Burkina: 700 imams denounce “religious and ethnic intolerance”


Some 700 Muslim imams and preachers in Burkina Faso on Monday denounced “religious and ethnic intoleranceafter calls for murder against the Fulani of this country plagued by jihadist violence.

We, Burkinabe, play a pernicious self-destructive role (…) by spreading messages inciting religious and ethnic intolerance which can be sources of extremely violent clashes“, indicates a statement by Moussa Kouanda, president of the Federation of Islamic Associations of Burkina (FAIB), published at the end of a seminar which brought together in Ouagadougou more than 700 imams and preachers.

“Return to security and peace”

The statement adds that it “translates into hateful and violent speech, particularly in the media and (on) so-called social networks“. “Under these conditions, how can we be united in the face of adversity? How can we generate the synergies needed for nation building?asks the FAIB, urging people toto surpass oneself to give a chance of survival to the nation” who “is living through some of the darkest days in its history“.

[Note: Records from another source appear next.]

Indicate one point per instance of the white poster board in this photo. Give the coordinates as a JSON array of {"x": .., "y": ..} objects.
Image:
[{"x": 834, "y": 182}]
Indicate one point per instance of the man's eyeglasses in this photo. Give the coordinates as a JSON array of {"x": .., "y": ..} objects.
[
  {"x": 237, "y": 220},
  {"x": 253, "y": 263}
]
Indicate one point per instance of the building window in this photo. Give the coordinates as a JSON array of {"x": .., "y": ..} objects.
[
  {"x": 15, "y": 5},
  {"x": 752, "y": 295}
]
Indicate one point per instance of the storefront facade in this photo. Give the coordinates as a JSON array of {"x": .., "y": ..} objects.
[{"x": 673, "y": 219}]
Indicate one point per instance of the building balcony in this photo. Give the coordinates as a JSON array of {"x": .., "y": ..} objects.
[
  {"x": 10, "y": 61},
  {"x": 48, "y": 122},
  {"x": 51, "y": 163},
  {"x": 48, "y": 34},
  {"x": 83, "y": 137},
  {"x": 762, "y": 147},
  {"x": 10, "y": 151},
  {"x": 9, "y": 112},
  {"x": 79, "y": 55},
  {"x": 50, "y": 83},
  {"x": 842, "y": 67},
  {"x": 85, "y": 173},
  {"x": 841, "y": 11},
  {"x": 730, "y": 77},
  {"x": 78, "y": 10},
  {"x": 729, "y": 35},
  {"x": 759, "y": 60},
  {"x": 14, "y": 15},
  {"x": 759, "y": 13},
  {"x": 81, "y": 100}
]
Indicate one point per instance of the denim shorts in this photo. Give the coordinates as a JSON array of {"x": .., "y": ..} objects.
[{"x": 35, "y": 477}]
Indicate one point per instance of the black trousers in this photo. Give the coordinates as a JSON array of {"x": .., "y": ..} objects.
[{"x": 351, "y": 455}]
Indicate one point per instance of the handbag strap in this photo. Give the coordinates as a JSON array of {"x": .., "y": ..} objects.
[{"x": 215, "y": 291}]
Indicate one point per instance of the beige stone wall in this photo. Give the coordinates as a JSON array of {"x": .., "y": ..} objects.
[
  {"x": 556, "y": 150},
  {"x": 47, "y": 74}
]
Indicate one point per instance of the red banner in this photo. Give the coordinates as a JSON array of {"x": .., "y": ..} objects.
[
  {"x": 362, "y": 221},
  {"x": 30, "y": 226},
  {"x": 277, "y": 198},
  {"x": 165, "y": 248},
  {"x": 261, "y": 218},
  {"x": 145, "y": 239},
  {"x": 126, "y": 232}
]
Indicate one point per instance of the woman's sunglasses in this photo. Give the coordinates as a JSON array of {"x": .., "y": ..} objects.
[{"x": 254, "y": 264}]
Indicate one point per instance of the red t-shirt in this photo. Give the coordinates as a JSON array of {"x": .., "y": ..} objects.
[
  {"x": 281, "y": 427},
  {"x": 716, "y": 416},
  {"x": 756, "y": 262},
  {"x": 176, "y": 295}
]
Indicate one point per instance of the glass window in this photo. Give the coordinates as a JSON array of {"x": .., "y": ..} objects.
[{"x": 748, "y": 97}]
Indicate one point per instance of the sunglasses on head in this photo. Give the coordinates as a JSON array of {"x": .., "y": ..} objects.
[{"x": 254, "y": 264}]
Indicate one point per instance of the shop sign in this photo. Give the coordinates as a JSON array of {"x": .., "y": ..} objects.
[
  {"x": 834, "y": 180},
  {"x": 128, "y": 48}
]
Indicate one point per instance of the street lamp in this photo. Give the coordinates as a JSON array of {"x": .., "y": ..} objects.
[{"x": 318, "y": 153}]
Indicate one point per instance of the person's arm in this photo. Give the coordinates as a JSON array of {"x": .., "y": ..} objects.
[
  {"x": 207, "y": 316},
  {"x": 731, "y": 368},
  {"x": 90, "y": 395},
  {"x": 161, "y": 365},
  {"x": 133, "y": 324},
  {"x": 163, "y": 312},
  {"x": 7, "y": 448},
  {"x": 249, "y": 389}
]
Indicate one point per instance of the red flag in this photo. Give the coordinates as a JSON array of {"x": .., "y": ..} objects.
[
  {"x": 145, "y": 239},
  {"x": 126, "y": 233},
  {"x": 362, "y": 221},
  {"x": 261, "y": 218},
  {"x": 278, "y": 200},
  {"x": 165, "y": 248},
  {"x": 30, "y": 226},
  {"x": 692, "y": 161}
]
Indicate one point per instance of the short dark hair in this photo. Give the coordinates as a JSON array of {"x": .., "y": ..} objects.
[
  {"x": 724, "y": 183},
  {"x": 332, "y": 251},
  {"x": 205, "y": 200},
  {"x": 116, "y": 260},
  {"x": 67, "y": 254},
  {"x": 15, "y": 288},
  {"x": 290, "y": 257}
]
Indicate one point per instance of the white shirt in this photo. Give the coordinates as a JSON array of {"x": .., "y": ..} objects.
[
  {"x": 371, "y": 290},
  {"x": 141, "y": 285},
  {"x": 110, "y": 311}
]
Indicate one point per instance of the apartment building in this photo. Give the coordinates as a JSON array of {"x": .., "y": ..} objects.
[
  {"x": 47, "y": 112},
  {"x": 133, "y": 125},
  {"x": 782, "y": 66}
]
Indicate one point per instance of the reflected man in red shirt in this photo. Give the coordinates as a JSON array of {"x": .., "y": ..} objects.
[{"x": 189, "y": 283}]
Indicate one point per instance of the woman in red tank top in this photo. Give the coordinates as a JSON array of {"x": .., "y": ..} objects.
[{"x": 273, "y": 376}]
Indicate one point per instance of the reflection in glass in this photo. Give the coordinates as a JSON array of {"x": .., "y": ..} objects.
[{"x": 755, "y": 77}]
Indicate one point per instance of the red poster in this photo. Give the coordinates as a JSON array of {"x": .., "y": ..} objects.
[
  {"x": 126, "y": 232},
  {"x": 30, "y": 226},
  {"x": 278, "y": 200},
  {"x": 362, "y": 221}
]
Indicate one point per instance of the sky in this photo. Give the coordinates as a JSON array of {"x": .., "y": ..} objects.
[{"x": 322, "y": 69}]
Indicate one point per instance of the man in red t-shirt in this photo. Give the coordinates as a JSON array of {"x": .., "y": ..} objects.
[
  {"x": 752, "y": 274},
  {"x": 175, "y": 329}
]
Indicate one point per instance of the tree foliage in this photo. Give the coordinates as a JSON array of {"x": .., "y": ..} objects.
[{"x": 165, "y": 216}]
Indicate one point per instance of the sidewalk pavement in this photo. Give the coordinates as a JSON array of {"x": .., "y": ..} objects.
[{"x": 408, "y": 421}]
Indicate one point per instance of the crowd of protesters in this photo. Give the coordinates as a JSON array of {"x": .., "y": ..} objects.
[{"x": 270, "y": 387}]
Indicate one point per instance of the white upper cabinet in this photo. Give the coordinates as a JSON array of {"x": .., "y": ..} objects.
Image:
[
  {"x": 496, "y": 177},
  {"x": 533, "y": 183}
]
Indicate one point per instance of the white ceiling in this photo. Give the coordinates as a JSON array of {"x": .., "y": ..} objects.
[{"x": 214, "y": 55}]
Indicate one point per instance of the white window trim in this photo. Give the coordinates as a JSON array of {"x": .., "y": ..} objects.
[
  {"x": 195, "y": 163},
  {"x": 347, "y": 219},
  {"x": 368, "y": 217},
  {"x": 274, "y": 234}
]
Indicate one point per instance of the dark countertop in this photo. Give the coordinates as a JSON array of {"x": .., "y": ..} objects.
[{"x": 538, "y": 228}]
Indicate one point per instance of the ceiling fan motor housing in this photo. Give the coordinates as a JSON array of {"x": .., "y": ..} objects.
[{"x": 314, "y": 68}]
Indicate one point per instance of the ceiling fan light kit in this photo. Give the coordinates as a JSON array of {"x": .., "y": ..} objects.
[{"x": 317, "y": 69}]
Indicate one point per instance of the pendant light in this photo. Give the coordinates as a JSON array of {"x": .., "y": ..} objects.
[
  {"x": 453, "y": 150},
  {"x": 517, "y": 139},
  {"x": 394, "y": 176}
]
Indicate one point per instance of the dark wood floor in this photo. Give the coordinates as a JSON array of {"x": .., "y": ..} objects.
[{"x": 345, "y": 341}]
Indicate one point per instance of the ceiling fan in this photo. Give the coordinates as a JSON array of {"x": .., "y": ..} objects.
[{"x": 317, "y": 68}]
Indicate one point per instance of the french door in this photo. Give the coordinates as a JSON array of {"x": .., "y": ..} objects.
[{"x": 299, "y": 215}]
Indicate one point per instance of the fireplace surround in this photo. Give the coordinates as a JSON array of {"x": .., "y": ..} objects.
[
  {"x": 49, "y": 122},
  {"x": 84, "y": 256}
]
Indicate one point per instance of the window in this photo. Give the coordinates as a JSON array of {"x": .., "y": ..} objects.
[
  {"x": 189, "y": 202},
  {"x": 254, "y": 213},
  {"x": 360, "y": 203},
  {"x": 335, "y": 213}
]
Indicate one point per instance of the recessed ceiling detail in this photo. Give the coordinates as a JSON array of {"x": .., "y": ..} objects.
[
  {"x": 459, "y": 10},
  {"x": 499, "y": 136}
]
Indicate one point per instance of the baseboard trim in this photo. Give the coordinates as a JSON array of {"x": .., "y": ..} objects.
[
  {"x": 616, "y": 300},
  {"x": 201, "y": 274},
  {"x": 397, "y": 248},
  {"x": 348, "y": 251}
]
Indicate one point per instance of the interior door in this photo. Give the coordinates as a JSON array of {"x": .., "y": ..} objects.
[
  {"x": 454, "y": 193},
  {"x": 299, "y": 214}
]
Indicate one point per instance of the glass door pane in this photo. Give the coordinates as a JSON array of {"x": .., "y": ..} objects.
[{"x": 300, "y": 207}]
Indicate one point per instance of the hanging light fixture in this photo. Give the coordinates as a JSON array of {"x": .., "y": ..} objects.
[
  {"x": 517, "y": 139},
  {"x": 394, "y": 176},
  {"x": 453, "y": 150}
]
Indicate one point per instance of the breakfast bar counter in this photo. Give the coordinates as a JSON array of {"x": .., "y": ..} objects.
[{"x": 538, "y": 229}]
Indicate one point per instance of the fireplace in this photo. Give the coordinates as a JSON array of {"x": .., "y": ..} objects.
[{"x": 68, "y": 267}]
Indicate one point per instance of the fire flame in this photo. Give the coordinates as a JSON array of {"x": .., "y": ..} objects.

The FAIB instructed imams and preachers to work for “promote national reconciliation and the restoration of social cohesion” and “stimulate a general mobilization for the only fight that is worth today: a multifaceted and relentless struggle to restore the entirety of our territory, for the return of security and peace“. This declaration comes after calls for hatred and murder of the Fulani of Burkina Faso, assimilated to the armed jihadist groups which have bloodied the country since 2015 and whose members come from the Fulani community.

More frequent attacks

Calls made on social networks, mainly WhatsApp, which raise fears of an outbreak of violence that could lead to civil war and which led the government resulting from a coup in January to condemn them in the strongest terms. Noting that he “is about direct and active calls for murder, mass shootings, ethnic cleansing and sedition“, the government considers that it is necessary “act resolutely and firmly before the irreparable happens“.

Burkina Faso, where the Muslim community is the majority, is facing increasingly frequent and deadly attacks attributed to armed jihadist groups linked to Al Qaeda and the Islamic State. First concentrated in the north of the country before affecting other regions, these attacks have since 2015 killed thousands and displaced some two million in this country where soldiers took power in January promising to make the fight against jihadists their priority.